La política y el hijo

Un veterano de guerra, y el hijo de otro, fueron las dos voces que completaron los discursos del acto central en Pico. Dos miradas de una fecha sensible para todos los argentinos.

dPosta – El veterano Jorge Montero y el joven, Agustín Pellitero, expusieron en el acto de hoy sus reflexiones por el Día del Veterano y los Caídos en la Guerra de Malvinas. Montero expuso diferencias que separan a los 19 ex combatientes piquenses y se enfocó en el homenaje de los que están y los que quedaron en las islas. El hijo de Alejandro Pellitero habló del colonialismo de hoy, de dirigentes genuflexos y depositó su esperanza en la juventud.

Jorge Montero, primer presidente del Centro de Veteranos de General Pico, rindió homenaje a los 643 argentinos que murieron durante el conflicto de 1982 y reflexionó sobre las secuelas que aún enfrentan muchos de sus compañeros.

“Hoy nos reunimos nuevamente para rendir homenaje a los verdaderos héroes de esta historia, 643 hombres que dieron su vida por la patria, que ofrendaron su vida para que muchos de nosotros hoy estemos aquí y en cada rincón de nuestro país honremos sus memorias”.

En esa línea, dejó sentada la diferencias que alejaron a la mayor parte de los ex combatientes piquenses de la Asociación “Alberto Amesgaray” para reagruparse en el Centro de Veteranos de Pico. “No hagamos de esta fecha un acto político, no es el momento ni el lugar”, reclamó Montero. señaló.

Y agregó “ellos, al igual que todos nosotros, defendemos una sola bandera, que es la que flamea en ese mástil. Nosotros, los veteranos de guerra, somos los responsables de que esa fecha sea especial. Ellos se lo merecen”.

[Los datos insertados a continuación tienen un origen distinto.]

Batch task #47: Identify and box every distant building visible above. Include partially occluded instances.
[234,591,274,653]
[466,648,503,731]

Con dolor, también recordó a quienes regresaron y enfrentaron otras batallas: “Para muchos de los que regresaron hoy, el campo de batalla sigue siendo la vida misma. Y muy crueles son los números: más de 500 suicidios y muchos más fallecidos por afecciones que tienen que ver con secuelas de la guerra. De eso también nos tenemos que preocupar”.

Finalmente, agradeció el acompañamiento de las escuelas y docentes: “Nuestro homenaje va a seguir siendo siempre el mismo: con humildad, con respeto, con mucha responsabilidad, porque ellos se lo merecen. Honor y gloria a los caídos. ¡Viva la patria!”.

El hijo

Agustín Pellitero, hijo del veterano de Malvinas, Alejandro Pellitero, recordó que “desde que tuve conciencia vi a estos hombres cicatrizar sus heridas mientras nos enseñaban las experiencias de la guerra y su implicancia en el presente. Sigo sorprendiéndome de la entereza y gallardía con la que enfrentaron la historia”.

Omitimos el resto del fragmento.